On both sides of the monument is the following inscription, in Italian and Hebrew: “The Jews of Italy remind the world of six million innocent brothers brutally murdered and pass on to future generations, in the memory of those buried here, an example of the centuries-old martyrdom endured by the people of Israel for justice, freedom, and human brotherhood. July 13, 1947.” The monument contains ashes brought from Dachau.

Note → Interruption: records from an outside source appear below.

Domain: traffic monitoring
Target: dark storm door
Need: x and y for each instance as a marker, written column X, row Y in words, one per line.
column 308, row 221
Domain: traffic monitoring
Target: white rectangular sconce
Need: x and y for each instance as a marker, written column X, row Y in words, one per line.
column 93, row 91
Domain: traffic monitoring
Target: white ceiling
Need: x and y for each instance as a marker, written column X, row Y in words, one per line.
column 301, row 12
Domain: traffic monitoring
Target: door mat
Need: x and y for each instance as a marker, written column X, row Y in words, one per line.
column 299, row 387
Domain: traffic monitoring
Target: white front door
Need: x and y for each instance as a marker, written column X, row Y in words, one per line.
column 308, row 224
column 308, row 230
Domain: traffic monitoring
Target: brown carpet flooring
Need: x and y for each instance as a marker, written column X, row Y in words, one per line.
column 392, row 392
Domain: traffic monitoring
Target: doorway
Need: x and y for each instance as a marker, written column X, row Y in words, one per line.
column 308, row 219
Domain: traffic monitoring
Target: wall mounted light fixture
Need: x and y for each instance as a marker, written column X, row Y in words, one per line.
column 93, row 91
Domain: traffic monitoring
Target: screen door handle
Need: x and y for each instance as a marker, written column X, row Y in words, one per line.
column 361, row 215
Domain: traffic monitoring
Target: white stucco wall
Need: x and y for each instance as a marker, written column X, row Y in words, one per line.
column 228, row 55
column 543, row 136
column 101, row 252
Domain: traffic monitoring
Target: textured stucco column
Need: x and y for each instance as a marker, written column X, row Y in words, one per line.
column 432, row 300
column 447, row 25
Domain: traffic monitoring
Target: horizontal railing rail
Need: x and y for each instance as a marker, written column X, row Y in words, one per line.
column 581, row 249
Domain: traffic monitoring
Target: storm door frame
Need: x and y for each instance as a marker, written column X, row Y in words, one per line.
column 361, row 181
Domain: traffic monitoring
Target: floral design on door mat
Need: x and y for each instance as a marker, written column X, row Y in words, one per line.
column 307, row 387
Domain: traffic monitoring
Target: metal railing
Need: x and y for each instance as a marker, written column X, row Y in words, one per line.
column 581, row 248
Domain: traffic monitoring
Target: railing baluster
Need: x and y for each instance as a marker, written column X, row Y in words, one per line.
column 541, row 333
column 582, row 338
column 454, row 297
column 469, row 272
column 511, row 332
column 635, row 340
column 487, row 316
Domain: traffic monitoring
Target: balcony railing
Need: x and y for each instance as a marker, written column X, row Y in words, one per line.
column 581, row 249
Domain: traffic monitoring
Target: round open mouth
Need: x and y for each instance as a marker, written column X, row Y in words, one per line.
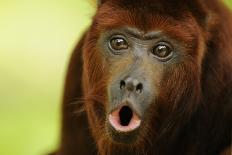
column 124, row 119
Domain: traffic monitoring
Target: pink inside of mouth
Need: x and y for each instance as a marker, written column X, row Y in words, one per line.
column 124, row 119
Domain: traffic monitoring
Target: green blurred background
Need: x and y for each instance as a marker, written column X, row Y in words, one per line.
column 36, row 40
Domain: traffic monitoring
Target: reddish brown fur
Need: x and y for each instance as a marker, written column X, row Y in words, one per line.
column 197, row 122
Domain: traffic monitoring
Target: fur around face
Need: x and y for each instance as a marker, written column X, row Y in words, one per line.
column 194, row 106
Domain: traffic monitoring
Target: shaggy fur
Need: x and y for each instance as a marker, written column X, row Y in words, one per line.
column 194, row 111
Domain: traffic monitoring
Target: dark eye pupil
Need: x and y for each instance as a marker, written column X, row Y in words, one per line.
column 162, row 51
column 119, row 44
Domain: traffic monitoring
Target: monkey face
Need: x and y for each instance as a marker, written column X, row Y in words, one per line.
column 136, row 62
column 143, row 70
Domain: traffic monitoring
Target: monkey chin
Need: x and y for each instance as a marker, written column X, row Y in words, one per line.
column 123, row 125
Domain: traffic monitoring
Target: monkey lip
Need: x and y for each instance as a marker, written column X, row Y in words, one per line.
column 124, row 119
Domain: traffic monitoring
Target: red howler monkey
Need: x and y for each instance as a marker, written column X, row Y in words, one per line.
column 151, row 77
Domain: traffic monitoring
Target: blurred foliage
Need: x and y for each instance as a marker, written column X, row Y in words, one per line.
column 36, row 39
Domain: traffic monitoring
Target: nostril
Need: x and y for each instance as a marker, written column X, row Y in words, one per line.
column 122, row 84
column 139, row 88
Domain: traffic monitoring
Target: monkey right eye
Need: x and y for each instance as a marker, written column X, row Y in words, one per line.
column 118, row 44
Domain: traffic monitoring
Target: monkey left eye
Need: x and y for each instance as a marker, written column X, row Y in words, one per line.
column 118, row 44
column 162, row 52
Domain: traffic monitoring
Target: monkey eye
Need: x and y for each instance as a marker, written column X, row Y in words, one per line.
column 118, row 44
column 162, row 52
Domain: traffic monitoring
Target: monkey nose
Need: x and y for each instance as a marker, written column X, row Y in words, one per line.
column 131, row 85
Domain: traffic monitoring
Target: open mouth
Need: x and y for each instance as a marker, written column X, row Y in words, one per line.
column 124, row 119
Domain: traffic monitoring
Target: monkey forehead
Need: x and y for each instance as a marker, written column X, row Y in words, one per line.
column 110, row 17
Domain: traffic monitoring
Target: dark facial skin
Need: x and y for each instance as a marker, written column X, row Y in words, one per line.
column 137, row 62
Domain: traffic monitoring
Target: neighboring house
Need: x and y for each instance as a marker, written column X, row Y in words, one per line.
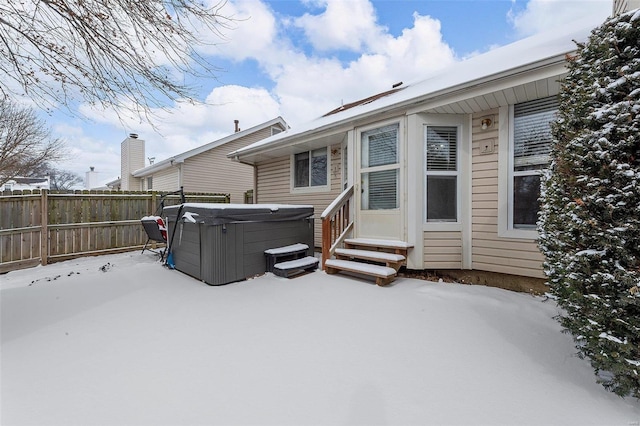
column 203, row 169
column 114, row 185
column 449, row 165
column 22, row 183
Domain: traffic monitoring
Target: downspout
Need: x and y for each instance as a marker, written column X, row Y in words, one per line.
column 255, row 177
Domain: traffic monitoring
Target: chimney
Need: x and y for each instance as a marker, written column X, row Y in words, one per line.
column 131, row 159
column 91, row 178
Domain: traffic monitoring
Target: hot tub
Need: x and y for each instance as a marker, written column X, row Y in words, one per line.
column 224, row 243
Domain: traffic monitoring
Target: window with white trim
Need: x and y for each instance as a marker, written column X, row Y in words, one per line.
column 380, row 168
column 529, row 155
column 310, row 169
column 442, row 173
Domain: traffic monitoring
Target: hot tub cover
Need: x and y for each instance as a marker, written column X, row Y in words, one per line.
column 218, row 213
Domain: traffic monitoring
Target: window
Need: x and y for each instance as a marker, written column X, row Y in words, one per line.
column 530, row 154
column 441, row 148
column 310, row 169
column 380, row 168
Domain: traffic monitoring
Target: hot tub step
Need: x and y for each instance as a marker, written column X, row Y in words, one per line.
column 284, row 254
column 294, row 267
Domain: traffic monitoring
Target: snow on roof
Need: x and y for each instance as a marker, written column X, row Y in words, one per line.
column 520, row 55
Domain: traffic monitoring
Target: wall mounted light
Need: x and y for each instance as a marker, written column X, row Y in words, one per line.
column 486, row 123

The number of plaques evokes the twelve tribes of Israel, and all those commemorated died in Italy. Among them are: Dora Pisetzsky Luzzatti (1892-1945), killed at the Bolzano concentration camp; Odoardo Segrè (1917-1945), who escaped from a deportation train to fight for liberation; Wilhelm Weinberg (1893-1944), who committed suicide in San Vittore Prison in Milan to avoid deportation; Viviano Borcioni (1926-1944), a partisan who was ambushed and killed during raids at Cairo Montenotte in November 1944; Angelo Finzi (1910-1945), a member of the Justice and Freedom resistance movement, who was arrested, interrogated, tortured, and killed in Via Airaghi in Milan; Giacomo Mendes (1897-1945), a partisan, who died in combat with others in Via Viviani 12 in Milan on April 25, 1945; Gilberto Coen (1920-1944), who returned from Switzerland to fight as a paratrooper with the Allies and took part in the liberation of Florence; Odoardo della Torre (1894-1944), who was killed in the Ardeatine Caves; Ester Botton in Mosseri (1891-1943) from Thessaloniki, killed and thrown into Lake Maggiore by Nazis in Meina; Lazar Araf (1905-1943), originally from Bulgaria, killed in the Milan synagogue on November 8, 1943, while attempting to escape from the Nazis; Israel Epstein (1914-1946), a member of the Irgun, who was killed by a police officer in 1946 while attempting to escape after an attack on the British embassy in Rome; Giorgio Rath (1901-1944) from Poland, who was killed in San Vittore Prison during Nazi interrogations.